南北戦争前のニューオーリンズは当時最大の奴隷売買市場であったそうで、裕福な家族が経営していた大きなプランテーション(農場)が今でもたくさん残っています。古い街並みと独特な雰囲気で魅力的なフレンチクオーターがあるニューオーリンズはアメリカの過奴隷制度に支えられて栄えてきた街という闇の部分もあるのです。
映画や小説などで触れる機会があったアメリカの奴隷制度ですが、自分の目でアメリカ史の暗黒部分をきちんと見ておきたいなと思いプランテーションを見学することにしました。
南部のプランテーション見学
夫は奴隷屋敷を見るのはイヤだと言って見学を拒否したので、ワンコたちとバンで留守番していてもらいました。
立ち寄ったのはサトウキビ栽培で栄えた一家のプランテーション、ローラプランテーション(Laura Plantation)。見学できる数あるプランテーションの中で、特に奴隷として使われていた人たちの個人史をきちんと残していこうという運動の中心的になっているところである、ということに賛同してここを選びました。
意外に質素なお屋敷
農場の経営者一家が住んでいたお屋敷は思っていたよりもこじんまりしていました。2階を大きなテラスがぐるりと囲でいるフレンチクオーターに多くある建物ととても良く似た建築で、色彩がとても鮮やかな外観です。
室内は2階にあるフォーマルダイニングルームと書斎が一般公開されていました。室内装飾は金銀でギラギラと飾られているところはなく、むしろ質素なインテリアで少し驚きました。農場経営でとても裕福だったはずなので、もっと飾り立てているのかなと想像していたのです。
奴隷として使われていた人たちの施設
農場の中には奴隷として使われていた人たちの住居やキッチンなどの施設が当時のまま保存されていました。朽ち果てた掘っ立て小屋はとても小さくボロボロで、ここに家族全員が住まわされていたそうです。

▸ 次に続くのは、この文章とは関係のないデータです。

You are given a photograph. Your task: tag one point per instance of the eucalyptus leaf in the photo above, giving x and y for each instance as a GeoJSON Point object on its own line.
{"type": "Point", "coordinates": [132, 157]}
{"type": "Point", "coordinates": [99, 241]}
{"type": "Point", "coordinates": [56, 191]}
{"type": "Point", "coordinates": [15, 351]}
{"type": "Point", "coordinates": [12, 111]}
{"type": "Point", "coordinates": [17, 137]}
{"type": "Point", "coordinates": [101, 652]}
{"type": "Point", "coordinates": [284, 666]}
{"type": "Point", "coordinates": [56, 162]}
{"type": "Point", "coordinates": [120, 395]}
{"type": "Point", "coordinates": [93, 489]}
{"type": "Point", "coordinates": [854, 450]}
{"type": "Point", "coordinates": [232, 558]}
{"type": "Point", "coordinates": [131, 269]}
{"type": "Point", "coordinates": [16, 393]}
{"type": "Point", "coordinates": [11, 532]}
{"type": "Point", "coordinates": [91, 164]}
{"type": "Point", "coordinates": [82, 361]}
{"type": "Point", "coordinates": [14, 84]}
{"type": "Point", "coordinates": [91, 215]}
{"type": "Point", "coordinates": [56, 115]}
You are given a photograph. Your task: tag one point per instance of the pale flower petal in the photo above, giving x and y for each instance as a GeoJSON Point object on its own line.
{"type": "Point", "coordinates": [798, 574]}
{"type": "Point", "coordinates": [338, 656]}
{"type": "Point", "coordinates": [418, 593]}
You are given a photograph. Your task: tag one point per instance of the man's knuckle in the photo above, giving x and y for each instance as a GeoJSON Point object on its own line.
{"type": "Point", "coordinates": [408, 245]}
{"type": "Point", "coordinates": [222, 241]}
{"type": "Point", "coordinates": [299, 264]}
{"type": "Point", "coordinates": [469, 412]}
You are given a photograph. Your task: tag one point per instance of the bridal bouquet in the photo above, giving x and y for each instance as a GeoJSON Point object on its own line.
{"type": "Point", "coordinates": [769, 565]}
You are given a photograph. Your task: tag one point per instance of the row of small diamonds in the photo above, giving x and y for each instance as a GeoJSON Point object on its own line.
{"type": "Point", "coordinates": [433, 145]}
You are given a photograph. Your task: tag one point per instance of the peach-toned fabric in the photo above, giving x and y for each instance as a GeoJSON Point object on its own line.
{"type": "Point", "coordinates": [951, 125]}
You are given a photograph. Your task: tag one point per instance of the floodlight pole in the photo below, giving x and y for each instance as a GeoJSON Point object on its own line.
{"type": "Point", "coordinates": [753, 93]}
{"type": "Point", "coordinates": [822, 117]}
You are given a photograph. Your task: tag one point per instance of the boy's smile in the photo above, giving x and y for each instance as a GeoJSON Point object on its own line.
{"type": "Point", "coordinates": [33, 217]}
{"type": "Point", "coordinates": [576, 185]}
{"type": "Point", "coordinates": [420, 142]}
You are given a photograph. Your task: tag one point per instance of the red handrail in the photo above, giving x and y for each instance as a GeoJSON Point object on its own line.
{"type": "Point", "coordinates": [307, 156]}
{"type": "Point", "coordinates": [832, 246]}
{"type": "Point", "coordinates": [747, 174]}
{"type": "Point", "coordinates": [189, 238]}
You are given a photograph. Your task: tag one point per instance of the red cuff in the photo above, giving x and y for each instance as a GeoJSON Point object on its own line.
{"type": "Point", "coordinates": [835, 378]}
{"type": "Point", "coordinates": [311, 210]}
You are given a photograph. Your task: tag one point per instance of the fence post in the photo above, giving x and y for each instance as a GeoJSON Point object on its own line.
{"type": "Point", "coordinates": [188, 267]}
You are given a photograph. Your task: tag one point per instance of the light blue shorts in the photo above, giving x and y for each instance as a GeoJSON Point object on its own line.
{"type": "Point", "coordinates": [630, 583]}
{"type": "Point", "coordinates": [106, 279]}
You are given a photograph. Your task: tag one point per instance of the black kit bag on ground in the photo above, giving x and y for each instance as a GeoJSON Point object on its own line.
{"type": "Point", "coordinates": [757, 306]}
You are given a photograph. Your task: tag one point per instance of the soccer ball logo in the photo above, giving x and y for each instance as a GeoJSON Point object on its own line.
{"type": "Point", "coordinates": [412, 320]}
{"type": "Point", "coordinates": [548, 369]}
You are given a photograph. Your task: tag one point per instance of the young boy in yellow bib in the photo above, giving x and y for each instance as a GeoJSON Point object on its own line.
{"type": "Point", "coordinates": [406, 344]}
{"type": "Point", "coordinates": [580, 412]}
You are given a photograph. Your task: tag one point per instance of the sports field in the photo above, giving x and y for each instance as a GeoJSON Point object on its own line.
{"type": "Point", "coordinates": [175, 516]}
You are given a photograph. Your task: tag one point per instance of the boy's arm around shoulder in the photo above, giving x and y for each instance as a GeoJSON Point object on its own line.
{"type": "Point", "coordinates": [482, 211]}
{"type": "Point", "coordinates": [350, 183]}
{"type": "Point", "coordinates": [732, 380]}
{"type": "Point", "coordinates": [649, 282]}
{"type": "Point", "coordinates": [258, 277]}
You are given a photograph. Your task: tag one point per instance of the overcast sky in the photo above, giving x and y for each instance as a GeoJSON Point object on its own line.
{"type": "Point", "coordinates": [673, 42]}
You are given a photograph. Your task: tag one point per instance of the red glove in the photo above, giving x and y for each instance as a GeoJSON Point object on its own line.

キッチンは別棟になっていましたが、キッチンとは名ばかりのみすぼらしい小屋でした。ルイジアナはハリケーンが襲ってくるところでもあるのですが、嵐の時などは一体どうやって食事を作っていたのだろうと思います。
こんな貧相なところに押し込められて働かされてお給料ももらえず人間としても扱ってもらえない毎日を過ごさなければならなかった人たちのことを思うとやるせない気持ちになります。奴隷解放運動で解放された後も差別は続き、今でも人種問題は根深くそしてとてもセンシティブなトピックです。
プランテーションを見学して奴隷制度の姿をこの目で確かめることができたのはとても良かったと思っています。
ワンコたちオフリードで走り回る
ニューオーリンズの3日の滞在で、オンリードで街の中をひたすら歩くだけだったワンコたち。そろそろオフリードで思い切り走りたいよね?ということでドックパークを探してみました。
ちょうどよいドックパークは見つからなかったのですが、走るにはピッタリのアメフトのコートみたいなところを発見。柵もないし誰も使っていなかったのでドックパークとして使わせてもらいました。
1時間ちかくワンコたちを思う存分走らせましたが、その間誰もこなくてプライベートドックパークみたいでした!
この手の誰もいないフィールドってアメリカの田舎(結構都会でも)よくあってアメリカの広さを実感します。ドッグパークもかなりの確率であったうえ、このような空き地(または球技場?)もたくさんあったので、旅のあいだワンコをオフリードで走らせる場所に困ることはあまりなかったです。
ニューオーリンズから北上するルートに決定
密度の濃いニューオーリンズでの3日間のあとはどこへ行こうか?行き当たりばったりだったので行く先々でスケジュールや滞在先が決まっていきます。
ニューオーリンズから引き続き東に進めばフロリダに到着します。ここからフロリダの大西洋側の街までは約850キロ、ここまで行けばアメリカ大陸を太平洋側から大西洋側まで横断したことになります。
フロリダまで行って大陸横断を達成するかどうか悩みましたが、時間が足りなすぎる。行き当たりばったりの旅ですが、仕事に戻る日にちは決まっているので往路にかかる時間も計算しなくてはなりません。フロリダまで行って速攻で折り返し帰ってくるのでは楽しくないよね?ということで、フロリダまで行くのは断念しました。代わりにニューオーリンズから北上してアメリカ大陸の真ん中あたりを西に向かって通過しながらカリフォルニアへ帰るルートを取ることにしました。